What was the most interesting thing you learned about your topic?
The most interesting thing that I learned about my topic is the determination that Nurse Myra Bennett had to serve the people of the Northern Peninsula. She never walked away from any challenge. Nurse Bennett sewed a man’s foot back together when the cut was so severe it could have been amputated and walked with him for 60 miles in the middle of a Newfoundland winter to get him to hospital. She worked for 10 years without any salary and oftentimes gave patients medical supplies and food at her own expense. Nurse Myra Bennett volunteered wherever she could and she was ready at a moment’s notice to help whoever needed it. She was truly an astonishing and inspiring woman.

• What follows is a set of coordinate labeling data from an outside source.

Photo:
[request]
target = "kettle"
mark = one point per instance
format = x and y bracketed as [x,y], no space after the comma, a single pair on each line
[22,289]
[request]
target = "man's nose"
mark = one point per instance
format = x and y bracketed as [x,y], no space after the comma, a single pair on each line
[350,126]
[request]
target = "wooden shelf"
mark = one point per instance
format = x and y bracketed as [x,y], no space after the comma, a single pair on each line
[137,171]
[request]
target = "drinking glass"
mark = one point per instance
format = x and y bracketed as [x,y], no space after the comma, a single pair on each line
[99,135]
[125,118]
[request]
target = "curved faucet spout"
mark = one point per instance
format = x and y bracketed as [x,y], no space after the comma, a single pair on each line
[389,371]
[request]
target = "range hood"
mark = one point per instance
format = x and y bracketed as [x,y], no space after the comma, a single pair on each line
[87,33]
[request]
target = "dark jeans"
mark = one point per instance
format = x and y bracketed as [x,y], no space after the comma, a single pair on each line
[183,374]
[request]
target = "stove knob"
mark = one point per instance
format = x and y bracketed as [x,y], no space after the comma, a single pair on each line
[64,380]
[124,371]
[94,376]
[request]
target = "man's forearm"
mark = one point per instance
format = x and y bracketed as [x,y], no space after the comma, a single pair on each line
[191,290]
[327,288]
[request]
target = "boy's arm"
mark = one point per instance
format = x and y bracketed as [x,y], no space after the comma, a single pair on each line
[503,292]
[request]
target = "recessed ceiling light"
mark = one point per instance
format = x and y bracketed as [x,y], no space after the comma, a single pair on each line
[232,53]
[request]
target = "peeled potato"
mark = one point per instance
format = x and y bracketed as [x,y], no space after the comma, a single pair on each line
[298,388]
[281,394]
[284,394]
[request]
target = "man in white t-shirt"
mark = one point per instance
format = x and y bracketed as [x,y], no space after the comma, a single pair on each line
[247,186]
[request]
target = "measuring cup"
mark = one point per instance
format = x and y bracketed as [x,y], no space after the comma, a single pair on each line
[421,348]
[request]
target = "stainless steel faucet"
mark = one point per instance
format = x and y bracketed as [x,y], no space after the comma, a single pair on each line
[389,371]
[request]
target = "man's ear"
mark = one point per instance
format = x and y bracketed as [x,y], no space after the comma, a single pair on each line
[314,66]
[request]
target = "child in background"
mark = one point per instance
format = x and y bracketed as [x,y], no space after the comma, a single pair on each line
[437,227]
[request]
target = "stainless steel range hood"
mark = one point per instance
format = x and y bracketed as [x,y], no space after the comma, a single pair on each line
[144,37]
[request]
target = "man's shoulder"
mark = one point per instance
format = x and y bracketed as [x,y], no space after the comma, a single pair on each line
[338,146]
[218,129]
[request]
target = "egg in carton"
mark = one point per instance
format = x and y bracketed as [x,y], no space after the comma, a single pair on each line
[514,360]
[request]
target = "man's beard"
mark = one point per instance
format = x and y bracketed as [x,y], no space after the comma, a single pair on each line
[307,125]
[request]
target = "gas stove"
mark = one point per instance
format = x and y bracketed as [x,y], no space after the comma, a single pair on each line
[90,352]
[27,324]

What important lessons have you learned that you want to share with other Canadians?
The important lessons that I have learned from Nurse Myra Bennett is to always chase your dreams and to never give up hope. She has taught me to be determined and to keep going no matter how difficult the task. She never complained and she never let any obstacles stand in her way. Nurse Myra Bennett was a true example of service and sacrifice to her fellowman. She is a great inspiration to all Canadians.
How would you compare your life today to the lives of those studied in your project?
My life today is very different from the lives of those who I studied in my project. Unlike today’s modern technology, Nurse Myra Bennett could not video chat her patients nor could she get in her car and drive to them. She mostly had to travel by boat or by foot to reach her destination. Sometimes she even had to go by dog sled. Today we have clinics and hospitals a short drive away with all its modern technologies but it might have taken Nurse Bennett several days of travel, often in horrible weather conditions, to reach her patients.